5 Questions with… Jeff Veal

On Saturday mornings, I usually try to wake up and participate in several Twitter chats. One of the chats that I most enjoy is #leadupchat, which starts at 9:30am EST. Participants refer to the community engaged during the chat as a tribe. The #leadupchat tribe is a community that shares and inspires each other, and I’m proud to be a part of it. We are proud this week to feature Jeff Veal, one of the leaders of the #leadupchat tribe, in our latest 5 questions feature.

5 Questions with… Jeff Veal

1. What do you most want your students to take with them from your classroom, school or district?

First I want students to know they belong, they are genuinely loved and cared for when they walk out our doors. Secondly, I want students to leave with a sense of wonder about the world and to think at a metacognitive level about deep questions requiring big answers to solve. Additionally, my hope is that we are instilling a process of thinking in students that is growth centered and solution focused. Schools must be aware that learning isn’t mechanical but mosaic, the world we live in requires a diversity of thought and each day increasingly non-linear. I want students to leave my school with life and academic skills that they feel are transferable. 

2. What are the most rewarding and/or the most frustrating aspects of education?

There is something rewarding about knowing you are investing in something that will one day pay off, it can be frustrating to some to not see daily returns. The best reward is seeing what students and our teachers become not just today, but in 5 or 10 years. Education is uniquely positioned to leave an imprint on someone’s life unlike anything else. When you ask students who are your greatest influences, it most often includes at least one teacher – be that difference maker. 

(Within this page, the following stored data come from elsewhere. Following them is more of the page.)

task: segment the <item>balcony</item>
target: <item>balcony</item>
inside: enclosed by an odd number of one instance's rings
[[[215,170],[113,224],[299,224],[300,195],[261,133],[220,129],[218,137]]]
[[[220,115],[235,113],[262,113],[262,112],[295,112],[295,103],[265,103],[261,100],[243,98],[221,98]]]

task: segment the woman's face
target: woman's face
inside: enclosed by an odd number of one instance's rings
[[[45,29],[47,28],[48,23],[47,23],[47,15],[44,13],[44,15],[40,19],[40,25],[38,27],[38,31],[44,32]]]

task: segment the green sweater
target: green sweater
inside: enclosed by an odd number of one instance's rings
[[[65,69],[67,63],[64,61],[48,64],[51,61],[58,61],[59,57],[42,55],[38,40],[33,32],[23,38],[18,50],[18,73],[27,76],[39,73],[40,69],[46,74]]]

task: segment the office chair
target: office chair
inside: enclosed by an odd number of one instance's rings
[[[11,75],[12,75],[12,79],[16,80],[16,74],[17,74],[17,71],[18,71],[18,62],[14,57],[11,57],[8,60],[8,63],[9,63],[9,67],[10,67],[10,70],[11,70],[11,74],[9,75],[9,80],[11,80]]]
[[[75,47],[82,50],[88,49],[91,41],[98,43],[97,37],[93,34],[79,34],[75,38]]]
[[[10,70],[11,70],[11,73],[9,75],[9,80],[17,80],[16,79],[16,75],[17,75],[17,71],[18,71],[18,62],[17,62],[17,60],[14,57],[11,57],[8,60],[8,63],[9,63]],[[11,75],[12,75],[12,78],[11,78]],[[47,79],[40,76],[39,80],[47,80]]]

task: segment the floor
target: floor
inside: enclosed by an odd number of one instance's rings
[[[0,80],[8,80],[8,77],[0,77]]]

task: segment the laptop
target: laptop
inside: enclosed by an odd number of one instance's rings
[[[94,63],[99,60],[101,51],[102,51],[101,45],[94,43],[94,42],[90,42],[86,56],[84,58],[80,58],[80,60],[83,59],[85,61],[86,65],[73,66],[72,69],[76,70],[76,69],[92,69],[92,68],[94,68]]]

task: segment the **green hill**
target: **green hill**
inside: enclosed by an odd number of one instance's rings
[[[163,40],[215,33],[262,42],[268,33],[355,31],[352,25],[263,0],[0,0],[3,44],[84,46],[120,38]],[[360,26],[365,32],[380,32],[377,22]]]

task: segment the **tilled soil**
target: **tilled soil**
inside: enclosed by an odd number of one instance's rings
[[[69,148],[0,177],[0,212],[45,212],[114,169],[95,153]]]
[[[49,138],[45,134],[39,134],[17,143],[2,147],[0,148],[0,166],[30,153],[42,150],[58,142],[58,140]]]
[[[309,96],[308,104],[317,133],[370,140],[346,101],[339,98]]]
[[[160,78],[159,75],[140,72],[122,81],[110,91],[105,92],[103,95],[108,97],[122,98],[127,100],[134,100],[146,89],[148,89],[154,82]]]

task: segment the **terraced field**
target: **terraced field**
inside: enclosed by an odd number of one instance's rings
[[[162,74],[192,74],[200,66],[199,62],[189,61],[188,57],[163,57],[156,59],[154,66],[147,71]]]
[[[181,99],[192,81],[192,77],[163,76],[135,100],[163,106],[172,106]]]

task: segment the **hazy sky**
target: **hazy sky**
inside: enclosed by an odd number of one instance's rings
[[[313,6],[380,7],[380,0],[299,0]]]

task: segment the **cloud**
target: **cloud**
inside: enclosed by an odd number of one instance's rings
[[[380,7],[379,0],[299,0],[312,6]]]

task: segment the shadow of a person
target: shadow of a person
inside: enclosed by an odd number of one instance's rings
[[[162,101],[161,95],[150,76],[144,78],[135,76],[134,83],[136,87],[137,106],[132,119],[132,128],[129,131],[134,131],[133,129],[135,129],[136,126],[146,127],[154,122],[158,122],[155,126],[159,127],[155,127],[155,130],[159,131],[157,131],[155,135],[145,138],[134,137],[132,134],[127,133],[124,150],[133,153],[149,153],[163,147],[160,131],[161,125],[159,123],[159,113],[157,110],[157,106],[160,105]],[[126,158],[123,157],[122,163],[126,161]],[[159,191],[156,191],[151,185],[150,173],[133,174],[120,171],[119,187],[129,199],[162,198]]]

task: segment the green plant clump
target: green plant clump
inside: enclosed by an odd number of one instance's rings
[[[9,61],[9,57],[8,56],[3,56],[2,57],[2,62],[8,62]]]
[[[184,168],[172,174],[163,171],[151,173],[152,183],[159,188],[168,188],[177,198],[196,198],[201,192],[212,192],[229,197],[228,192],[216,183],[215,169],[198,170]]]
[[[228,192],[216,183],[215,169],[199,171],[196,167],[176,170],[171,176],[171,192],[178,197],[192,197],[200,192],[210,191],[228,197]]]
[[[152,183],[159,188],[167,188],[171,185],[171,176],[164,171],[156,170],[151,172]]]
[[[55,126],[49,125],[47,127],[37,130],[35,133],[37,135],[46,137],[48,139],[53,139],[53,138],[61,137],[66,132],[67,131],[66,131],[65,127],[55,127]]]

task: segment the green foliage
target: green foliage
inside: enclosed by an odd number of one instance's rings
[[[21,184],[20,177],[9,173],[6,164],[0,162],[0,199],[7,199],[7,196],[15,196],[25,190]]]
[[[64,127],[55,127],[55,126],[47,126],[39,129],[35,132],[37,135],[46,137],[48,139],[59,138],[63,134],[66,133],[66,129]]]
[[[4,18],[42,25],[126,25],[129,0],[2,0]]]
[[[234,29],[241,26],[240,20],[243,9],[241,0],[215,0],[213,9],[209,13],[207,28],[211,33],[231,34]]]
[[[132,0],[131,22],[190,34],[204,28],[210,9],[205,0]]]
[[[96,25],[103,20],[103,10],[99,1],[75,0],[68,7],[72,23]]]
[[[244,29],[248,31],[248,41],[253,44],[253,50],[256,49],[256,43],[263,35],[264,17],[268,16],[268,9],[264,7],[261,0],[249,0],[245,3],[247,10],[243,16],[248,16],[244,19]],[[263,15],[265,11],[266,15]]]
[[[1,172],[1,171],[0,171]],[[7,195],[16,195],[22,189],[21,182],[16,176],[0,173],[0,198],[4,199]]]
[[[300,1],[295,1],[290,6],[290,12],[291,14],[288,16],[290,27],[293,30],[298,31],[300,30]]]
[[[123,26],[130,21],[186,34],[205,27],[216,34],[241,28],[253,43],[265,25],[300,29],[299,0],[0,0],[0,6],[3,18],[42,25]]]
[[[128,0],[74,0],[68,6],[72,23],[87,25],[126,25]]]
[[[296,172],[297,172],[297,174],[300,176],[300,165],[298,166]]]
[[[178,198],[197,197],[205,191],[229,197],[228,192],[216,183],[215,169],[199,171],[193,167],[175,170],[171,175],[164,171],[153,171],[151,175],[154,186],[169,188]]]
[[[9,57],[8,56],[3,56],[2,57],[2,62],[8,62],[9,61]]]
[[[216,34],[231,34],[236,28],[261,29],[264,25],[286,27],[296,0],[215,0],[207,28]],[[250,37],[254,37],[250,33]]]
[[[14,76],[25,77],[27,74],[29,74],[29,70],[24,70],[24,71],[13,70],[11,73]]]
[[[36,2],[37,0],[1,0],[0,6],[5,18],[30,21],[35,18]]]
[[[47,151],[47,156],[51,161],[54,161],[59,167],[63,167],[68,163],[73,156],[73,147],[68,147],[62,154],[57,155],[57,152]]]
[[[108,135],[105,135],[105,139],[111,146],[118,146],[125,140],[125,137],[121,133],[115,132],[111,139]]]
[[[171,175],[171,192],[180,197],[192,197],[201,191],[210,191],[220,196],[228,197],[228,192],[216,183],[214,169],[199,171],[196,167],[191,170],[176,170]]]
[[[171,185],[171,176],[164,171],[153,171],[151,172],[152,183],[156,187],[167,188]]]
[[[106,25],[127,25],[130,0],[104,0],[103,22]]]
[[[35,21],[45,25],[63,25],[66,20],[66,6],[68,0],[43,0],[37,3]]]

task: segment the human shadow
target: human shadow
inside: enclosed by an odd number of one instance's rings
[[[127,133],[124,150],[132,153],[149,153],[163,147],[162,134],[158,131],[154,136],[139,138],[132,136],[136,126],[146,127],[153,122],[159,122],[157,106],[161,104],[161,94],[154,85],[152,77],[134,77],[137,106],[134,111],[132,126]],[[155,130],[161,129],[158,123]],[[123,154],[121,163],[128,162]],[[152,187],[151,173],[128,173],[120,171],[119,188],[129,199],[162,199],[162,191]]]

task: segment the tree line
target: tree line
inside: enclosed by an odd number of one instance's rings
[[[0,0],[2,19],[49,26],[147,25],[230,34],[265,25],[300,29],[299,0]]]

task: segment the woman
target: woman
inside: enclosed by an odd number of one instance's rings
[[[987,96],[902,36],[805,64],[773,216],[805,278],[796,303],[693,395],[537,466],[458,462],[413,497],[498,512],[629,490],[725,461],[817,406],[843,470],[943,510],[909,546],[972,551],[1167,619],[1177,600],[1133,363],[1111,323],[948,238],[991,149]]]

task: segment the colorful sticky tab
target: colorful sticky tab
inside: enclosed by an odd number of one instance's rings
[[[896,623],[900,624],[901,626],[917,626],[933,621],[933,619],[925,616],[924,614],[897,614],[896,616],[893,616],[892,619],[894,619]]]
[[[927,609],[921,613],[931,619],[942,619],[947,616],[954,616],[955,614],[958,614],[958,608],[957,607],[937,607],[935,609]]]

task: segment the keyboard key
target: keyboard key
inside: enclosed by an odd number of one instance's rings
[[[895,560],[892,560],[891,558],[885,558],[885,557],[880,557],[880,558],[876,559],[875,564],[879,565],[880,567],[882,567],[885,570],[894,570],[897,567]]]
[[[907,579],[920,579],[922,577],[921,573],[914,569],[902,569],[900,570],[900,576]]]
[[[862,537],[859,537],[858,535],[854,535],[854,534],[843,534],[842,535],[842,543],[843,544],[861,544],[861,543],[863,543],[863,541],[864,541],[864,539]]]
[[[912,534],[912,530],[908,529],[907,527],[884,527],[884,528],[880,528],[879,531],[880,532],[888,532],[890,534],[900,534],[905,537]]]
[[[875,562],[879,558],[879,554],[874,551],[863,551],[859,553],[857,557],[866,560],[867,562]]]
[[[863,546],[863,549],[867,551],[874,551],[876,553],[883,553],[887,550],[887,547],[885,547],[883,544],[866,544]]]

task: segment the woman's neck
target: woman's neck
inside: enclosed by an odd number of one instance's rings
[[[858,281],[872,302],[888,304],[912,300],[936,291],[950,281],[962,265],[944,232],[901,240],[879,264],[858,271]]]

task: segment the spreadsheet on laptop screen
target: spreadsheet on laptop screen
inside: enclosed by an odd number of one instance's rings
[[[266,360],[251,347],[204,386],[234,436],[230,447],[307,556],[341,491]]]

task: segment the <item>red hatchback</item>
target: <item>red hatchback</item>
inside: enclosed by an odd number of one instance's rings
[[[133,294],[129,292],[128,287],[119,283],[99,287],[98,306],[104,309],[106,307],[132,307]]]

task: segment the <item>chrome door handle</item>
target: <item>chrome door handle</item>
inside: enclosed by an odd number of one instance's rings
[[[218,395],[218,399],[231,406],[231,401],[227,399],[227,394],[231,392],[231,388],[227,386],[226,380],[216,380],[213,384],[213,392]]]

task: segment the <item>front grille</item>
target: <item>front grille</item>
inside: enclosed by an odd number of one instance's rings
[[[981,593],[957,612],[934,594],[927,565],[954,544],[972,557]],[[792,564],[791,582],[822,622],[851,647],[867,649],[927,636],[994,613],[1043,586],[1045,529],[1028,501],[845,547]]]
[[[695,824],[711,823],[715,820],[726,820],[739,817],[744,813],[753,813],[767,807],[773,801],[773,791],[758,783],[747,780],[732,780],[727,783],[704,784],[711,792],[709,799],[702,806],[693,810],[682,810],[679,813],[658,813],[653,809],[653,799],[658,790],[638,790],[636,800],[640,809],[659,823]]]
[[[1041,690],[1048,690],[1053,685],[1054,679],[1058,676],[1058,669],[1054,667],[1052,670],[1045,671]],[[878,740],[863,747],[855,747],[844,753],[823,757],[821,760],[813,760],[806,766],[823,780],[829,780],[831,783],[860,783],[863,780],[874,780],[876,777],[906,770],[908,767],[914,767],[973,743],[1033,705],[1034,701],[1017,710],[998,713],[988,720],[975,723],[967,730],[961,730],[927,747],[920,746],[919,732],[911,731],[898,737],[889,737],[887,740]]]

3. What advice would you give to young teachers?

Be pliable, allow yourself to be stretched and to experience both success and failure. Sometimes young teachers will feel the pressure to perform at level that isn’t healthy or sustainable. Be willing to forgive yourself, because you will make a mistake, and fail forward. Young teachers have so much enthusiasm and energy, what a great opportunity to experiment and truly take chances, remain open to possibilities. 

4. What has influenced your career the most?

The people who have impacted me deeply has influenced my career the most. I stand on the shoulders of giants who have modeled for me the power of relationships. You have to win a heart before you win a mind. Authentic and impactful relationships are sustained through the power of individual influence. Seeing others take risks, question, chances, and then in turn invest in me has influenced me profoundly. 

5. As an educator, what are you currently focused on?

I am currently focused on cultivating culture and building capacity in other leaders. A personal passion is to see leaders take their “next step,” finding opportunities to lead/serve regardless of position. Today’s leadership landscape isn’t bound by position but possibilities to leverage influence effectively. As an administrator and educator at large it is helping other educators to connect with their passion and purposes. Students will benefit when their teachers and ed leaders are operating from a place of optimal opportunity. 

Jeff is a MS Assistant Principal in North Texas (Frisco ISD), speaker, presenter, co-founder of an edmovement #Leadupchat and leadupnow.com, husband, and proud father of 2 young boys. Jeff has a passion for empowering leaders and creating school cultures that connect.